I’ve always been proud to don my Tennessee paraphernalia and represent the Volunteer State, but as I grow older, my personal and professional goals continue to lead me outside of the South. I spent an amazing year in Syracuse, New York while pursuing a master’s degree in arts journalism. I visited Toronto, Ontario in Canada to attend a film festival. I spent several months in New York City while interning. And I maintain a strong desire to visit and even move to bigger cities around the country, including Boston, San Francisco, Seattle and Chicago. Since finishing my master’s program, I’ve been a nomad, traveling from couch to couch and appreciating the kindness of various family members and friends.
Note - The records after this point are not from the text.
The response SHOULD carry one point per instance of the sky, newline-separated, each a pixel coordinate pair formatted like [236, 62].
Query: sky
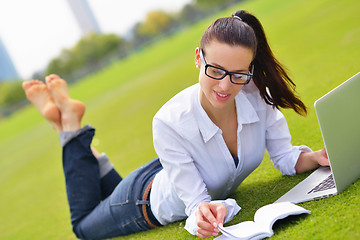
[35, 31]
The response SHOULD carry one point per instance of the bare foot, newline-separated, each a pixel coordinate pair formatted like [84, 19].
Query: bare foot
[71, 110]
[39, 95]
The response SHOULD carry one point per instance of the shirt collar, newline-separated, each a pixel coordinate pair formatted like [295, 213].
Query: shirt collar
[245, 112]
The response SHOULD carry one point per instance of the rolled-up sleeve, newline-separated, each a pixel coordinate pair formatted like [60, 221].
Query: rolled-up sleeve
[278, 143]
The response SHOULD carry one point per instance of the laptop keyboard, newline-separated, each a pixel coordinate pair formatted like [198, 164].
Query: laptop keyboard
[328, 183]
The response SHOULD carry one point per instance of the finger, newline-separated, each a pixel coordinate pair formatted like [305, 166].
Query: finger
[206, 213]
[204, 233]
[221, 211]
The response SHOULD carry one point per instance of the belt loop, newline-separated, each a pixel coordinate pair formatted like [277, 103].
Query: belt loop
[145, 199]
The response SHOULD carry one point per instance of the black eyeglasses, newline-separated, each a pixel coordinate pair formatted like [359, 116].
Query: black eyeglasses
[219, 73]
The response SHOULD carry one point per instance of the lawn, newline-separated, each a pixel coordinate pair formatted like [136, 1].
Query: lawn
[318, 41]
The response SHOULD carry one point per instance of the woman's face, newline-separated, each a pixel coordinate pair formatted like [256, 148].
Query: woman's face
[219, 95]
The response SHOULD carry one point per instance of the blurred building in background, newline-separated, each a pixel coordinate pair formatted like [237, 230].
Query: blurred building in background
[84, 16]
[7, 67]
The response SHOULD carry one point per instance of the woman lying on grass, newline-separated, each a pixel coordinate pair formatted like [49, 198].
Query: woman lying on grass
[209, 138]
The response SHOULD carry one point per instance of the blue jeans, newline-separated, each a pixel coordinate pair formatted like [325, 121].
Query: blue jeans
[109, 206]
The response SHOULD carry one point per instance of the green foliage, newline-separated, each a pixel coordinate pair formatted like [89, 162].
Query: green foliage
[319, 49]
[156, 22]
[88, 51]
[10, 93]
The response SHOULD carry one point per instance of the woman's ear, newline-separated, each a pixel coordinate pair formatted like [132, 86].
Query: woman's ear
[197, 57]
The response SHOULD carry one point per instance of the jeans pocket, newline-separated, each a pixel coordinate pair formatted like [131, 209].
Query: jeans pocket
[125, 191]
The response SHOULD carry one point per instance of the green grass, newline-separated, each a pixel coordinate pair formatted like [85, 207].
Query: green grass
[317, 40]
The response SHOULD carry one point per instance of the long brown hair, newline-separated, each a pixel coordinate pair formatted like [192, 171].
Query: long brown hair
[245, 29]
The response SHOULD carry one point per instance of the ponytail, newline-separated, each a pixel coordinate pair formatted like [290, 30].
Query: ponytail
[269, 73]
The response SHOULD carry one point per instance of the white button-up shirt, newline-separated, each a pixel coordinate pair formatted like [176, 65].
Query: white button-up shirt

Throughout my experiences, I’ve often found myself criticizing the South for some of its problems. Of course, that doesn’t mean the New England area or the Midwest or California and the North Pacific region don’t all have issues as well, but I find myself quick to disparage what I know best. Sometimes it takes other people to remind you of the good things.

Tennessee’s state quarter celebrates music history. Public Domain.

And one good thing about Tennessee and the surrounding region is its music. Nashville. Elvis. The Carter Family. Beale Street. Memphis Blues. Sam Phillips. Sun Records. The Grand Ole Opry. Stax Records. And now, while maintaining its music roots, Tennessee also boasts famed music festival Bonnaroo and more contemporary artists such as Kings of Leon and Justin Timberlake.  Or Nashville’s Apache Relay—who were invited to play on the Mumford & Sons stopover tour. Along with this rich history and current creation, the fans down South bring it all together. Musicians and music lovers unite to form a community. Everyone is encouraged to share music and listen to other people’s music. And most of all, no one is afraid to feel the music, to let the music move them, to dance.

Mumford & Sons immediately saw Tennessee’s musical soul. On stage in front of 17,500 fans, including thousands from Tennessee and Virginia, the band discussed their love for the area. They said when they visited Bristol for the first time, they “met kindred spirits.”

As kindred spirits, the crowd, the bands and the entire city joined together to celebrate the music and to dance. It was the perfect setting. A warm Tennessee night. A summer breeze. Radiant stars. I still aim to move out of the South, but no matter where I am, no matter whose couch I am sleeping on, Tennessee will always be my home. Thank you for the music.